---
jupytext:
  text_representation:
    extension: .md
    format_name: myst
kernelspec:
  display_name: Python 3
  name: python3
---

```{code-cell} python
:tags: [remove-input]
import matplotlib
matplotlib.use("Agg")
import plotly.io as pio
pio.renderers.default = "png"
```

# Getting started

This page walks through a complete analysis end to end, then points you at the
task guides for more depth.

## Install

```bash
pip install moderndive
```

`moderndive` returns [polars](https://pola.rs) DataFrames, but every function also
accepts pandas DataFrames as input.

## Load a dataset

All datasets ship with the package and load with `load_<name>()`:

```{code-cell} python
import moderndive as md

yawn = md.load_mythbusters_yawn()
yawn.head()
```


List everything that's available with `md.available_datasets()` (58 datasets), and
see {doc}`datasets` for a thematic tour.

## A first summary

`tidy_summary` gives a per-variable five-number summary (numeric) or counts
(categorical):

```{code-cell} python
from moderndive import tidy_summary

tidy_summary(md.load_almonds_sample_100(), columns=["weight"])
```

`count_missing` reports how many `null` values each column has, sorted worst-first
— handy for a quick data-quality check:

```{code-cell} python
from moderndive import count_missing

count_missing(md.load_evals())
```

## The inference pipeline

The core grammar mirrors R `infer`. You build a pipeline and read it like a
sentence:

```{code-cell} python
from moderndive import specify, observe, get_p_value

# 1. The observed statistic: do "seeded" people yawn more than the control group?
obs = observe(
    yawn, formula="yawn ~ group", success="yes",
    stat="diff in props", order=("seed", "control"),
)

# 2. A null distribution: specify → hypothesize → generate → calculate
null = (
    yawn.specify(formula="yawn ~ group", success="yes")
    .hypothesize(null="independence")
    .generate(reps=1000, type="permute", seed=42)
    .calculate(stat="diff in props", order=("seed", "control"))
)

# 3. Summarize
get_p_value(null, obs_stat=obs, direction="right")
```

Each verb has a focused guide: {doc}`guides/sampling`,
{doc}`guides/confidence-intervals`, and {doc}`guides/hypothesis-testing`.

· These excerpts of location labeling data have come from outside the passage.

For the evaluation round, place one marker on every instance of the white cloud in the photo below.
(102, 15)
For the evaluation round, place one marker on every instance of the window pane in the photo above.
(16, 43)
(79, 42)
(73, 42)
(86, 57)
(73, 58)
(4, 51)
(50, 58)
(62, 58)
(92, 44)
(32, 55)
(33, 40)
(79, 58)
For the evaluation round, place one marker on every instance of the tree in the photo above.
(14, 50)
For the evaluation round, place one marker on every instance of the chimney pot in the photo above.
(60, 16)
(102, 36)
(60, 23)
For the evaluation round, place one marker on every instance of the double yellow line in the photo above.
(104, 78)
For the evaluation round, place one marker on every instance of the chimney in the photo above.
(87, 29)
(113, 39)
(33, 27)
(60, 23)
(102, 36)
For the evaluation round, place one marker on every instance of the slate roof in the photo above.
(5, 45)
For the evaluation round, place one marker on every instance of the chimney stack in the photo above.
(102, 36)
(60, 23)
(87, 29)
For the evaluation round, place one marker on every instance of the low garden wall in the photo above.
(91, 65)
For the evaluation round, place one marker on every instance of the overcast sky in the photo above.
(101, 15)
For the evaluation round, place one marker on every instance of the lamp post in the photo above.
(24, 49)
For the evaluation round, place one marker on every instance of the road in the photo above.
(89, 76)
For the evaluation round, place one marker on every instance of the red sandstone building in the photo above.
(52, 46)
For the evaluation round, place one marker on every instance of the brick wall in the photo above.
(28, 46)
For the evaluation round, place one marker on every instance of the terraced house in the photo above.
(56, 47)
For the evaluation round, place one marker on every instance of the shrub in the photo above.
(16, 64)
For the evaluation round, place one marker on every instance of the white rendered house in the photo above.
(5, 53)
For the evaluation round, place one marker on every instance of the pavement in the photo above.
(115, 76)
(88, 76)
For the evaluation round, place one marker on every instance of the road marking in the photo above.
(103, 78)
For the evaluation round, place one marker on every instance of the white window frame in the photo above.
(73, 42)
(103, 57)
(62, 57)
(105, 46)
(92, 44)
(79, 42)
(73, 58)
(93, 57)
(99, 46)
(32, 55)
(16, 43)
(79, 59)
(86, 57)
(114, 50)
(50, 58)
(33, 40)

## Visualizing — choose your engine

Plots default to **plotly** (interactive). Pass `engine="plotnine"` for
grammar-of-graphics output. The composition syntax is identical:

```{note}
The plots shown in this documentation are **static images**. Running the code
yourself yields **interactive** plotly figures by default.
```

```{code-cell} python
from moderndive import visualize, shade_p_value

# Interactive plotly figure
visualize(null) + shade_p_value(obs_stat=obs, direction="right")

# Same plot, plotnine
visualize(null, engine="plotnine") + shade_p_value(obs_stat=obs, direction="right")
```

See {doc}`guides/plotting` for shading, confidence-interval overlays, theoretical
overlays, and the regression-model plots.

## Regression

```{code-cell} python
import statsmodels.formula.api as smf
from moderndive import get_regression_table

houses = md.load_saratoga_houses()
model = smf.ols("price ~ living_area + bedrooms", data=houses.to_pandas()).fit()
get_regression_table(model)
```

Full details in {doc}`guides/regression`.